On 1 July 2006, the day after the three were sentenced for the Stirlands' murders, a riot broke out on the Bestwood estate, the former home of Gunn and his gang. Lasting several hours and causing an estimated £10,000 worth of damage, the riots were said to have been triggered by the outcome of the murder trial. Nine people were convicted over the disturbances.

On 7 August 2006, an 18-year-old local died after an attack outside the Moon & Stars pub: Aaron Smith suffered severe head injuries in the attack, which occurred on 3 August. A local 24-year-old man, Jordan Carter, pleaded guilty to Smith's manslaughter. Another local man was shot in the neck and back outside the Lord Nelson in November 2006, then abducted, tied up, driven to a country road and left for dead.
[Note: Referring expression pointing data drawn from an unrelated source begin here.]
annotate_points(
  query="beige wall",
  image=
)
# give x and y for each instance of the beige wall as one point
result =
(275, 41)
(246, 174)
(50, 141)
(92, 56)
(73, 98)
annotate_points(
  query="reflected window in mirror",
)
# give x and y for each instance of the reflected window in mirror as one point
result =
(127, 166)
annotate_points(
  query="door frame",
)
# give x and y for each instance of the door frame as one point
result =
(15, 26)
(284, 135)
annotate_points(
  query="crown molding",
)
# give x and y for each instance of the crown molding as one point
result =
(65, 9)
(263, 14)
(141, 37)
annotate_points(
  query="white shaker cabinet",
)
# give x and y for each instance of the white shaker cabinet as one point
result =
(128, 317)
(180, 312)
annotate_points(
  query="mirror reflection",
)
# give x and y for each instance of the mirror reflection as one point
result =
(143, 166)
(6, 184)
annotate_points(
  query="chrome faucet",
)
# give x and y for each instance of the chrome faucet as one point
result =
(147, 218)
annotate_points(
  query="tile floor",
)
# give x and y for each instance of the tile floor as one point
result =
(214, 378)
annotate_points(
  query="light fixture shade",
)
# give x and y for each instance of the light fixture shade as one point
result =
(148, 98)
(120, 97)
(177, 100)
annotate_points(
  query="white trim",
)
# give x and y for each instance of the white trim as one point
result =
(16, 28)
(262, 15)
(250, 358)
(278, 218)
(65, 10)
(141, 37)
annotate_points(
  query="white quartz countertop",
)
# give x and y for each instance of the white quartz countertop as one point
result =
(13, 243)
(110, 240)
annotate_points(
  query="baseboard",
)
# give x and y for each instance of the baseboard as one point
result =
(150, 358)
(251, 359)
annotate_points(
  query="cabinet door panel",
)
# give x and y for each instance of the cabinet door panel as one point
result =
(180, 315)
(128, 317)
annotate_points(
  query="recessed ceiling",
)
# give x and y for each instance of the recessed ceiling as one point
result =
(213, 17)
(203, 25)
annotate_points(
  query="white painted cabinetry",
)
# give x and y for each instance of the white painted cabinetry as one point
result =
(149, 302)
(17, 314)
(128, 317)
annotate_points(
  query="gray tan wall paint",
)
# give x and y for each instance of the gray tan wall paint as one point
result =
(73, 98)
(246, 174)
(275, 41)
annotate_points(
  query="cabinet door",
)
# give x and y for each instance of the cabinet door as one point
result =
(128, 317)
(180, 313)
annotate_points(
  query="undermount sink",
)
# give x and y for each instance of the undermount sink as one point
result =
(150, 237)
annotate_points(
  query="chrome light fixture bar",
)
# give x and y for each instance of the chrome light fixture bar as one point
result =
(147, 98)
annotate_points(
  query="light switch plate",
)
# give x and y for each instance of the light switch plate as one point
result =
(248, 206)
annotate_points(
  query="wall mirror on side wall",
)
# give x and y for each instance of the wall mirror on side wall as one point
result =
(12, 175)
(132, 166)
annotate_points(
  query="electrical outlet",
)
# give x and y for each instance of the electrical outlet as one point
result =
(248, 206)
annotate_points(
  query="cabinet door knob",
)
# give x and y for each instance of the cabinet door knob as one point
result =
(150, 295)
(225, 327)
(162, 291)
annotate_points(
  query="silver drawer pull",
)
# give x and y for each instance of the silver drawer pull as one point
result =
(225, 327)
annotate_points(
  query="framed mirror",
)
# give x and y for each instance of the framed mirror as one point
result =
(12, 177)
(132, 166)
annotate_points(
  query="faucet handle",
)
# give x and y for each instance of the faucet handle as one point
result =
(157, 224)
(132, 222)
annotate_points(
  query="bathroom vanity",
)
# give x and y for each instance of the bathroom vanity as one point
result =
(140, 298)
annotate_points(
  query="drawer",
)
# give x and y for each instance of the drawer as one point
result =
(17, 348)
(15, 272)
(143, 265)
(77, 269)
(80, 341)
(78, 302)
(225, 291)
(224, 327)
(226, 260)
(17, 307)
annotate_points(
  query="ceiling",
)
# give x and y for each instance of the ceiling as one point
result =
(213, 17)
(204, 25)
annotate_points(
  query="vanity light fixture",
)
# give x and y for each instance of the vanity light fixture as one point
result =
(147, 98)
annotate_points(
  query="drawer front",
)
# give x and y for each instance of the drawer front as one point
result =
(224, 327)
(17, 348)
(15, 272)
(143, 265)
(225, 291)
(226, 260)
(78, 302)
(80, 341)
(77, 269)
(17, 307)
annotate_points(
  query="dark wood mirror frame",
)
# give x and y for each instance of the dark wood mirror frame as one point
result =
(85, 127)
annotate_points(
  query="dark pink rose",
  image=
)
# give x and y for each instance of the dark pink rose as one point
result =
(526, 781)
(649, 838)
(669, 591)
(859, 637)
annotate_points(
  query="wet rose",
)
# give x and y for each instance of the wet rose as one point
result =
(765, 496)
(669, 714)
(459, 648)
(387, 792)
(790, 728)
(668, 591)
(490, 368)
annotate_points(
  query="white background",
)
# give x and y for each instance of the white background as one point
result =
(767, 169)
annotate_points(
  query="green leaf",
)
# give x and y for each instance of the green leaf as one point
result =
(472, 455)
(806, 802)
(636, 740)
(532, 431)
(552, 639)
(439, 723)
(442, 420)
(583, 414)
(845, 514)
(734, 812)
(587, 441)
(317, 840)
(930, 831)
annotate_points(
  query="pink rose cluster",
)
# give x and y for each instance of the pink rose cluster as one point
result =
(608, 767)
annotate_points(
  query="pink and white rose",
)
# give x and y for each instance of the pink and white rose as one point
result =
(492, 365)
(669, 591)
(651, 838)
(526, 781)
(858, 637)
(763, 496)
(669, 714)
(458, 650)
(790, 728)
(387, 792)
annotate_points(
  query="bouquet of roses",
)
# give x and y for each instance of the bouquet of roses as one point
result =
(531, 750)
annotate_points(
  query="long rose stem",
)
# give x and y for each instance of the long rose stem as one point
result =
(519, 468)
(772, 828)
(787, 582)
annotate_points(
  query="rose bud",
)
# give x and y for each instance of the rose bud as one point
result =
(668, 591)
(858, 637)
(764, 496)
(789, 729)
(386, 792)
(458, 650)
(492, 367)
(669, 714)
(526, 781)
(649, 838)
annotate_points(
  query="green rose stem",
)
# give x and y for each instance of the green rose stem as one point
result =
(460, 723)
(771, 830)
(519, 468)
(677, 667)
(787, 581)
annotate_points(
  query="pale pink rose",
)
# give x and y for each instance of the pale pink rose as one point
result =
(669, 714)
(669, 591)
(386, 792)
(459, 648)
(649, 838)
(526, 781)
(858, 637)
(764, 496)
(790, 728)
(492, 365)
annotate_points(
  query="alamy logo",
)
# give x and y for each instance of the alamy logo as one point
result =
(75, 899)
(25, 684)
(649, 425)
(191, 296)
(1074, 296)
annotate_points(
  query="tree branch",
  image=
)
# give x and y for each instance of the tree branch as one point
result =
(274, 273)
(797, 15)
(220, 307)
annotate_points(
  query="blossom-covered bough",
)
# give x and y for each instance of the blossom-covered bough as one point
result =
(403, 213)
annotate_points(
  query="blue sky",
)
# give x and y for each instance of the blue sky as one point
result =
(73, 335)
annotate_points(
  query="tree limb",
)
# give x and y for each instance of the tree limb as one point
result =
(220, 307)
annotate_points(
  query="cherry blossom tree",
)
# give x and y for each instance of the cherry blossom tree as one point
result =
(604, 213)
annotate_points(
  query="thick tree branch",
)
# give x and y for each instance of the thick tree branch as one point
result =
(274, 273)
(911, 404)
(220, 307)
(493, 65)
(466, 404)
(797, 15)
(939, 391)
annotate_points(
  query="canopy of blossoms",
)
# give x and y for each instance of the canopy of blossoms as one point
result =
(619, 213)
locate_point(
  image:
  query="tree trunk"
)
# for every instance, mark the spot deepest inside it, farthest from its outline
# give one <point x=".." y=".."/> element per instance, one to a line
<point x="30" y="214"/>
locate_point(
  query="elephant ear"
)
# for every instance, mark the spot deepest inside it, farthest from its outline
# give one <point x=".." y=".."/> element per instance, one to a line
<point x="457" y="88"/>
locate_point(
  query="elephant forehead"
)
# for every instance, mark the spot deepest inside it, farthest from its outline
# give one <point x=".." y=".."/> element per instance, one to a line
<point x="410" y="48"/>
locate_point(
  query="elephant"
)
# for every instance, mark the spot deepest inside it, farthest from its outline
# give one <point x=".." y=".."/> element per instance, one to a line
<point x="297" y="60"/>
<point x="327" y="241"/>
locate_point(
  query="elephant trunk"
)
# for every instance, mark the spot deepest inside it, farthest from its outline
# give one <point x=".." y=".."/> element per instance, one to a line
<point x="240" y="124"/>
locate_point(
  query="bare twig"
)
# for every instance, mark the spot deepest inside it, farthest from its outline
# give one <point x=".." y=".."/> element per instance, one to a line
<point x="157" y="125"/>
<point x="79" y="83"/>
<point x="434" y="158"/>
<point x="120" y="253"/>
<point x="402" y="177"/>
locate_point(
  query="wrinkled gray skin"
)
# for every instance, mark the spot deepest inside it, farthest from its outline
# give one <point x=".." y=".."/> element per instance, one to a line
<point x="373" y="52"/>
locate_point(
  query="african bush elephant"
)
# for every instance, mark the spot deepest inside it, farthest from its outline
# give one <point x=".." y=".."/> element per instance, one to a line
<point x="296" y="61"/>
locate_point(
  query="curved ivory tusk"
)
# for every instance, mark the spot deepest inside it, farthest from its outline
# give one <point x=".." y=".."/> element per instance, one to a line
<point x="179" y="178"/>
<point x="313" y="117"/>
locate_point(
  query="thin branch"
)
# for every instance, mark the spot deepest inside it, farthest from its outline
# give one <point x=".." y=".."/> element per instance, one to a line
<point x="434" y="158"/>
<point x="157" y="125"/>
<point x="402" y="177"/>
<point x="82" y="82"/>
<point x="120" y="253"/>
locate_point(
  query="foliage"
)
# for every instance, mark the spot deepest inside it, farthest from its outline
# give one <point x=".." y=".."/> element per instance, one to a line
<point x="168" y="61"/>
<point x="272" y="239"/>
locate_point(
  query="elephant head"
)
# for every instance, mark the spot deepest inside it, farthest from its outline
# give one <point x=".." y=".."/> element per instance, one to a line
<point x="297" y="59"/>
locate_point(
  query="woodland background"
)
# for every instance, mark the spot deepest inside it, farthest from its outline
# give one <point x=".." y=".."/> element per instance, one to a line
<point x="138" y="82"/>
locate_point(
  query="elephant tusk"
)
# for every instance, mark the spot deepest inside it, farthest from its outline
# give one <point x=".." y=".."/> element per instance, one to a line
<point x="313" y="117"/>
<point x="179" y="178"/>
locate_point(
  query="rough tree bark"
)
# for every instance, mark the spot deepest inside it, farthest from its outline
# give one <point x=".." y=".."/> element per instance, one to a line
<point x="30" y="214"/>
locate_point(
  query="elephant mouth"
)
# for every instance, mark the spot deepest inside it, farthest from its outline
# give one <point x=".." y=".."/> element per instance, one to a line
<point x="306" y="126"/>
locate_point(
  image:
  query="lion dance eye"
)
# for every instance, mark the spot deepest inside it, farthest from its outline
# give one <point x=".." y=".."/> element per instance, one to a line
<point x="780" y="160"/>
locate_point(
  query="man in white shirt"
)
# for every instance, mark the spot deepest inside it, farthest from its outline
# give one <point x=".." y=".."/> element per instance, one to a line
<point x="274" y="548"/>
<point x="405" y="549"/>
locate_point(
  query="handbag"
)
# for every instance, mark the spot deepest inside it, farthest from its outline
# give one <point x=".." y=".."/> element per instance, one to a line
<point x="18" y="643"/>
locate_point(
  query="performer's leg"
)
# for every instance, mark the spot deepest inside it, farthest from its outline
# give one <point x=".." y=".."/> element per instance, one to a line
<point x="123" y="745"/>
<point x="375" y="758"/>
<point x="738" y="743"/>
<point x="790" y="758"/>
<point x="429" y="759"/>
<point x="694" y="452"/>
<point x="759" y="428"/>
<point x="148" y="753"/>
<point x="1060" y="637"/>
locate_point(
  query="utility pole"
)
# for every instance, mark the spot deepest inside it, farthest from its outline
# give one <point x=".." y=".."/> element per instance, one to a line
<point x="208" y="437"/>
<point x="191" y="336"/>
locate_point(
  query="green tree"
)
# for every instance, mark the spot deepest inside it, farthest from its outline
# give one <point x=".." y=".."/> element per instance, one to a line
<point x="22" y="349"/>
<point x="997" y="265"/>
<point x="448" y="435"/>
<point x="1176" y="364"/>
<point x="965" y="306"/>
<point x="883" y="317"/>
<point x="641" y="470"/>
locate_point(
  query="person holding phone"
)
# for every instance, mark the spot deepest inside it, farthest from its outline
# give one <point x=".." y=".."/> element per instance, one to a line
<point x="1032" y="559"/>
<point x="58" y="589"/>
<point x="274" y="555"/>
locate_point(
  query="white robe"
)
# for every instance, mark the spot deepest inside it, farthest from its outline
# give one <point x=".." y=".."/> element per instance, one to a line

Three people were arrested and bailed in connection with the crime, which left the 27-year-old victim from Aspley with serious injuries.

==In popular culture==
Bulwell is the setting for the online comedy series Charity Shop Sue (2019). It was created by Matthew Chesney, Timothy Chesney, and Stuart Edwards, and was directed and produced by them alongside Vicky McClure and Shane Meadows. The series, a mockumentary, follows Sue Tuke (played by Selina Mosinski as the manager of a fictional charity shop on Bulwell Main Street.

==Notable people==
- Albert Ball (1896–1917), First World War Royal Flying Corps pilot and air ace awarded the Victoria Cross, the Military Cross and the Croix de Guerre before dying in battle aged 20
- John Bird (1936–2022), satirist, actor and comedian, educated at High Pavement Grammar School.
- Brothers Jason Booth (born 1977) and Nicky Booth (born 1980), boxers holding concurrent British and Commonwealth titles at Flyweight and Bantamweight respectively, attended Henry Mellish School.
- Stephen Brown (born 1948), composer, conductor and teacher
- Emily Campbell (born 1994), olympic weightlifter
- Steve Chettle (born 1968), former football player for Nottingham Forest, educated at Alderman Derbyshire School (which was on the site of what is now Bulwell Academy)
- Neil Cossons (born 1939), former director of the Science Museum and chairman of English Heritage, educated at Henry Mellish School
- Les Leston (also known as Alfred Lazarus Fingleston, 1920–2012), Grand Prix-winning F1 driver
- Bertie Mee (1918–2001), association football player and manager of Arsenal for their first ever Double win
- Georgie Mee (1900–1978), footballer, older brother of Bertie
- Stanley Middleton (1919–2009), Booker Prize-winning novelist and grammar school teacher
- Selina Mosinski, manager of fictional shop Sec*hand Chances
- Wilfrid Reid (1884–1973), professional golfer and golf-course designer
- Malcolm Starkey (born 1936), English footballer
- John White (1855-unknown), cricketer.